Azure OpenAI Chat Completion in Function App Takes 16 Seconds How to Optimize?

Harinath J 265 Reputation points
2025-03-04T04:10:23.2433333+00:00

Hi Azure Community,

I am using the Azure OpenAI Chat Completion API to generate a carousel in my Azure Function App. However, when I hit the API endpoint, it takes around 16 seconds to respond.

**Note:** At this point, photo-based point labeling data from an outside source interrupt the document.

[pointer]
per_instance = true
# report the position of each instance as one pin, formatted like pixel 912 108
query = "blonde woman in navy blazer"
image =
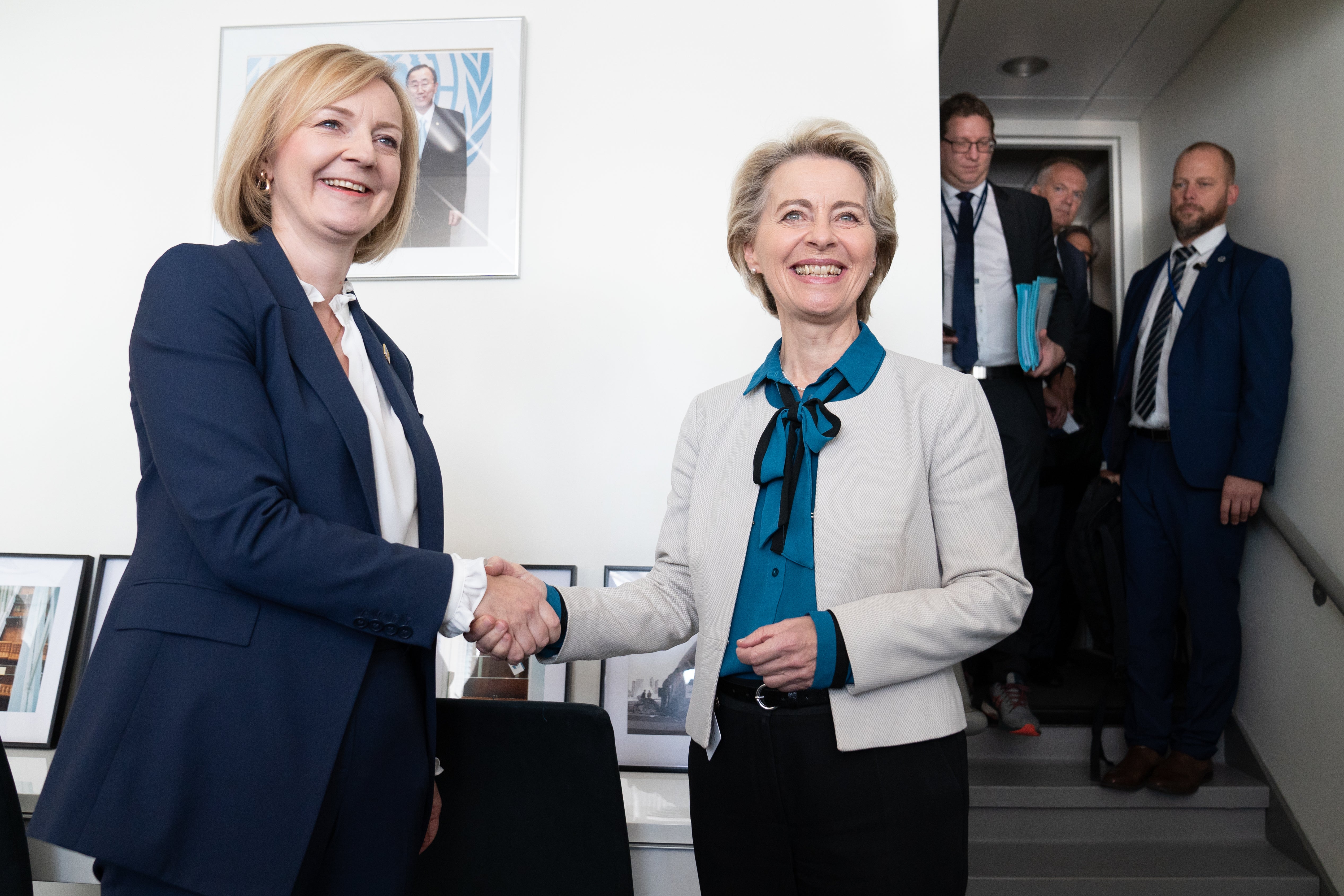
pixel 259 714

Is there any issue with my code or prompt that could be causing this delay? I would appreciate any suggestions on how to speed up the process while maintaining good response quality. Thanks in advance for your help!

Here is my prompt:


   systprompt = f"""
    You are a multilingual assistant designed to process property details and convert them into a structured JSON object formatted specifically for Hero cards in the Microsoft Bot Framework.
    Convert the following property details into a structured JSON object containing a list of Hero cards:
    ### Requirements:
    1. TITLE FORMAT:
       - Always output titles in English only
       - If multiple unit types exist (e.g., "Residensi ZIG - Type A & Type A1"), split into separate cards
       - If title contains "Service Apartment", remove that text
       - If title includes "- Studio", remove the studio part    
    2. TEXT FORMAT:
       - Keep the detected language of the input
       - Use structured, bulleted format including:
         * 🏠 Unit Type (Optional)
         * 🛏️ Bedroom details (Optional)
         * 🏢 Amenities (Optional)
       - Leave sections empty if information isn't available (don't use "N/A")
    3. IMAGE:
       - Include image URL if available; otherwise, use property name or unit type
    4. BUTTON:
       - Title: Static as "More Details" or "View Pricing" (for financial content)
       - Value: Dynamic based on property name/type:
         * With unit type: "Explain more details about [Property Name - Type X]"
         * Without unit type: "Explain more details about [Property Name]"
    ### Formatting Rules:
    - Highlight bedroom details with emojis
    - Titles must always be in English, other content in input language
    - Keep responses concise (≤500 characters per card)
    
    ### Property Details:
    {text}
    
    The response must be a valid JSON object with the following structure:
    {{
        "cards": [
            {{
                "title": "Property Name - Type X",
                "text": "Structured bullet points with property details",
                "image": "Image URL or property identifier",
                "button": {{
                    "title": "More Details",
                    "type": "imBack",
                    "value": "Explain more details about Property Name - Type X"
                }}
            }}
        ]
    }}
    """

   	
Azure OpenAI Service
Azure OpenAI Service
An Azure service that provides access to OpenAI’s GPT-3 models with enterprise capabilities.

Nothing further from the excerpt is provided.